A monitoring process modulates the strength of the input (λ) to each group of neurons simulating different trial history conditions: λ increases its value as the number of Stop trials preceding a Go trial increases and decreases its value as the number of Go trials preceding a Go trial increases (Figure 4B). We observe that the model reproduces the same relationship between the probability of failure and SSDs as observed
during the countermanding task, i.e., the probability of failing in the Stop trials increases as the SSD increases (Mirabella et al., 2006) (Figure S3A). To compute decision times in the simulations, we considered that the decision process was terminated when the difference in activity between Go and Stop pools was above a fixed threshold (Roxin and Ledberg, this website 2008). The RT was calculated by adding 150 ms to the decision time, consistent
with the peak in FR Selleckchem Epacadostat observed 150 ms before movement onset in the physiological data (Figure 2A). The mean and SD of RT obtained from the simulations (Figures 4C and S3B) exhibit the same trend as observed in the physiology of PMd (Figures 2C and S2C): the mean and SD of RT in a Go trial are longer/shorter as the number of preceding Stop/Go trials increase.

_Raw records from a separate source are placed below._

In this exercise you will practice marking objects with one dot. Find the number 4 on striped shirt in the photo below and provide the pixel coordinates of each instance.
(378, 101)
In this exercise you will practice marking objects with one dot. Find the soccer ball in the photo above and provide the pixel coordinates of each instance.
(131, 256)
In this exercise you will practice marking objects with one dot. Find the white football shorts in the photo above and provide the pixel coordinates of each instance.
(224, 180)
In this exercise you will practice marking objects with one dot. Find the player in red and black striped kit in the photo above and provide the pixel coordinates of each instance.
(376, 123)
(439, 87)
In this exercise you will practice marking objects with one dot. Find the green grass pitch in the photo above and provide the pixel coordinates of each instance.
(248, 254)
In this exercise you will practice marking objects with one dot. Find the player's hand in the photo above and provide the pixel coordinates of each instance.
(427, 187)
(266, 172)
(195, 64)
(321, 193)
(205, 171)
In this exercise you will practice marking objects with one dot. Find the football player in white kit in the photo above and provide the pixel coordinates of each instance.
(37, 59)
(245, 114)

Consistent with our analysis of the physiological data, the different simulated trial history conditions have a similar impact on the variability of the Go pool response (Figure 4D). those This impact of the monitoring signal λ on RT and VarCE can be intuitively understood in terms of the competition between the two neuronal pools Stop and Go through mutual inhibition (Figure 4A). The model is tuned such that the firing rate of the Go pool is not affected by this neuronal competition (Figure S3C), as observed in the response of the neurons we have analyzed (Figure S2E). We observe that, given these assumptions that reflect the physiological properties of PMd, the addition of the monitoring signal leads to the modulation of the effect that
the Stop pool has on the dynamics of the overall network, leading to a change in the mean RT. In addition, when the influence of the Stop pool on the dynamics is increased, the intrinsic noise of the system starts to have a larger impact on the performance and dynamics of the network, resulting in an increase in VarCE and RT variability. Indeed, it has been demonstrated that the neural response variability changes with the strength of the input to this model, due to a shift in the distance from the working point of the system to the bifurcation point (Deco and Hugues, 2012; Roxin and Ledberg, 2008). Here we exploit this effect through the monitoring signal. Hence, perceptual input defines the mean rate, while the history-dependent monitoring signal defines a modulation around this rate expressed in VarCE.